Overall, cognitive debiasing strategies are difficult to implement – it is unlikely that one debiasing strategy will work for all, unlikely that one shot will be effective, and very likely that maintenance of debiasing will be a necessary part of clinical practice. Biases by their nature are robust and difficult to change – they wouldn’t be biases if they weren’t. To imagine that one intervention will fix a deeply ingrained bias is naïve.       

 

_____________________________________________________________

Pat Croskerry MD, PhD, FRCP(Edin)

Professor,Department of Emergency Medicine, 

Director, Critical Thinking Program, Division of Medical Education,

Faculty of Medicine,

Dalhousie University,

Halifax, Nova Scotia, CANADA

 

From: Hamm, Robert M. (HSC) [mailto:Robert-Hamm at OUHSC.EDU] 
Sent: Friday, December 12, 2014 12:24 PM
To: IMPROVEDX at LIST.IMPROVEDIAGNOSIS.ORG
Subject: Re: [IMPROVEDX] Published results of cognitive bias training or similar efforts

 

I think that the literature was widely reviewed, in some of the essays in the first issue of Diagnosis. http://www.degruyter.com/view/j/dx.2014.1.issue-1/issue-files/dx.2014.1.issue-1.xml

One of the papers was my own, where are advocated for taking at least as much time teaching the logic of diagnosis explicitly and making sure that clinicians get it, as in teaching them the mistakes and cognitive shortcuts that people take.
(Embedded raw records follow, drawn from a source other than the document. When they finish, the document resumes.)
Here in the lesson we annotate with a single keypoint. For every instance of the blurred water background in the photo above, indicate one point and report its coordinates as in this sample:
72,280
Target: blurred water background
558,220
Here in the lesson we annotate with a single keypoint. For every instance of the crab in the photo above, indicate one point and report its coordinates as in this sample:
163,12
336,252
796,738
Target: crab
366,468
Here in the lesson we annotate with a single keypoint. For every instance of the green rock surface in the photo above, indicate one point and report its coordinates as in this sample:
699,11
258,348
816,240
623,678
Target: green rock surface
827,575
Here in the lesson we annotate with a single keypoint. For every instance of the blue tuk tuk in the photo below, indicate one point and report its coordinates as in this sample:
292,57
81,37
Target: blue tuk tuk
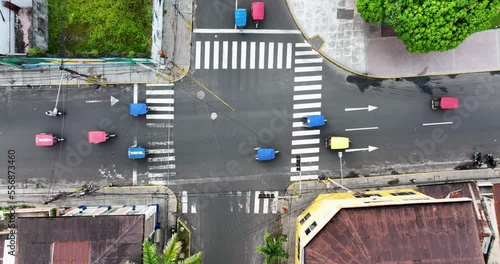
240,18
135,152
138,109
265,154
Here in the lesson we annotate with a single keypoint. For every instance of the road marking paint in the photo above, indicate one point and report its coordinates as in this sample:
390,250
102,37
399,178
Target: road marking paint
305,159
207,55
262,50
361,128
305,151
184,202
436,124
305,141
306,97
305,106
136,92
289,55
234,57
244,31
225,48
160,100
304,177
162,108
302,45
305,53
304,61
307,78
160,116
256,202
279,56
252,55
270,61
308,69
159,92
243,54
305,114
305,168
216,55
305,133
301,88
198,55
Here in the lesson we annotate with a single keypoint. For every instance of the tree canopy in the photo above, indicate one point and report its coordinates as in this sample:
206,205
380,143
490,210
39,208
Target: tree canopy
431,25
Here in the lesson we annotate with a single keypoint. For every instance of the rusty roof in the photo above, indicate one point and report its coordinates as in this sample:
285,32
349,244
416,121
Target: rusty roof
418,233
103,239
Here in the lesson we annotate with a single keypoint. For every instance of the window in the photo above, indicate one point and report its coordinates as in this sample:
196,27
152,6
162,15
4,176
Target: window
303,220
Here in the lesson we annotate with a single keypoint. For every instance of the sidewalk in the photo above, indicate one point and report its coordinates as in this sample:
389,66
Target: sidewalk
311,189
336,29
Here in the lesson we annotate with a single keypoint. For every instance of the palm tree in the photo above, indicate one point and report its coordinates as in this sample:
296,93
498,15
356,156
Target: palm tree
272,249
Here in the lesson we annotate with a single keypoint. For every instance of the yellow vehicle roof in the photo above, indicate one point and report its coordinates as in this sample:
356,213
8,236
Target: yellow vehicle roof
339,142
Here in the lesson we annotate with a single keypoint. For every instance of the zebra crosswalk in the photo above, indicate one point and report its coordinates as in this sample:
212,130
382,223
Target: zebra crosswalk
233,55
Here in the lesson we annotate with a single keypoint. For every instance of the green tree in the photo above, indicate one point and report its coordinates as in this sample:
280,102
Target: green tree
272,248
431,25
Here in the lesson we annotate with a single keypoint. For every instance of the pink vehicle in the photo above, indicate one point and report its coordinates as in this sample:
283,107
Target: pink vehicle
46,140
96,137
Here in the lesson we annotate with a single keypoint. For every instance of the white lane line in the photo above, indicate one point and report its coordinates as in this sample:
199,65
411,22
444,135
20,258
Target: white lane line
198,55
306,97
361,128
308,69
305,53
437,124
279,56
159,92
305,168
305,142
305,106
225,48
302,45
216,55
247,202
136,92
234,56
301,88
256,203
252,55
305,114
289,55
304,61
305,151
207,55
305,133
160,100
262,50
162,108
304,177
305,159
245,31
184,202
243,55
270,57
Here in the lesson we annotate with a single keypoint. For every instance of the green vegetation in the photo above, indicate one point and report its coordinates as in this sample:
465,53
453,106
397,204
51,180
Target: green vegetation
431,25
100,27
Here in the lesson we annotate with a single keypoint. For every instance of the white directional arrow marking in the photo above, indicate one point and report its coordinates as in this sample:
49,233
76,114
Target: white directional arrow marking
369,108
369,148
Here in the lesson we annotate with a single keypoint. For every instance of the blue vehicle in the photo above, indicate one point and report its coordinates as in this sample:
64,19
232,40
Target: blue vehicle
136,152
138,109
240,18
265,154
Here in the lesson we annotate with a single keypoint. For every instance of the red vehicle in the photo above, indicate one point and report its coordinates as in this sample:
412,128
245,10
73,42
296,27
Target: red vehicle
46,140
257,12
445,103
96,137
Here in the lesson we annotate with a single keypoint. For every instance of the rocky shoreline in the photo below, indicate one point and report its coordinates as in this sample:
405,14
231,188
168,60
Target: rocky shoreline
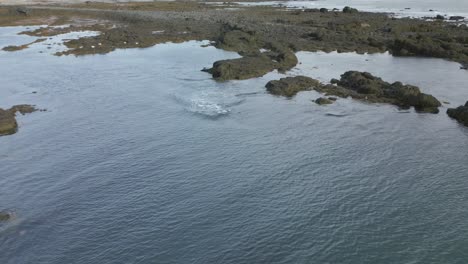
266,38
460,114
361,86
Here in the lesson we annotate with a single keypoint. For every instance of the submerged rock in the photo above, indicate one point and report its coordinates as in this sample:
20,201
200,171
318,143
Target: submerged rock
242,68
323,101
460,114
377,90
361,86
8,124
290,86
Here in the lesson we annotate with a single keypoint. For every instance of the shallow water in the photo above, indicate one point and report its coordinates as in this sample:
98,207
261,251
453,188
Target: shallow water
402,8
142,158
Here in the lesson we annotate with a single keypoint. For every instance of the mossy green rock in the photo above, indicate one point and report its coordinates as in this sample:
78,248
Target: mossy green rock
8,124
460,114
323,101
376,90
254,63
4,216
290,86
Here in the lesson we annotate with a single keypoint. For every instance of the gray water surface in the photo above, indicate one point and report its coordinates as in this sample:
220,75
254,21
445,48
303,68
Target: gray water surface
143,158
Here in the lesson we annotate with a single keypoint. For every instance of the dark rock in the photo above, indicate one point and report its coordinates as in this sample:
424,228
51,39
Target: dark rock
254,63
22,11
242,68
377,90
456,18
234,38
460,114
290,86
5,216
8,124
349,10
323,101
You can’t understand a fumble without understanding a catch. http://www.degruyter.com/view/j/dx.2014.1.issue-1/dx-2013-0019/dx-2013-0019.xml?format=INT But there are several other perspectives in the same issue. 

 

Rob Hamm

 

From: Brent Smith [mailto:smithb at SMITHNET.US] 
Sent: Friday, December 12, 2014 6:16 AM
To: IMPROVEDX at LIST.IMPROVEDIAGNOSIS.ORG
Subject: [IMPROVEDX] Published results of cognitive bias training or similar efforts

 

Hello - 

 

I sent this out a few days ago but I think I messed up by thread jacking instead of starting my own message.  Here it is again.

 

 

Are any members of this list aware of published results on the effectiveness of cognitive de-biasing training among medical trainees?  I'm aware of James Reily's curriculum paper and an effort by Sherbino pasted below.  I've searched for similar papers but haven't found any.  I'm looking specifically for results of educational interventions among medical traininees aimed at raising awareness of and reducing the effect of cognitive biases as they relate to misdiagnosis.

 

thanks =)

 

brent smith

 


6.

Reilly JB, Ogdie AR, Von Feldt JM. Teaching about how doctors think: a longitudinal curriculum in cognitive bias and diagnostic error for residents. BMJ Qual Saf. Aug 2013;22(12):1044-1050.


7.

Sherbino J, Kulasegaram K, Howey E. Ineffectiveness of cognitive forcing strategies to reduce biases in diagnostic reasoning: a controlled trial. CJEM. 2014;16(1):34-40.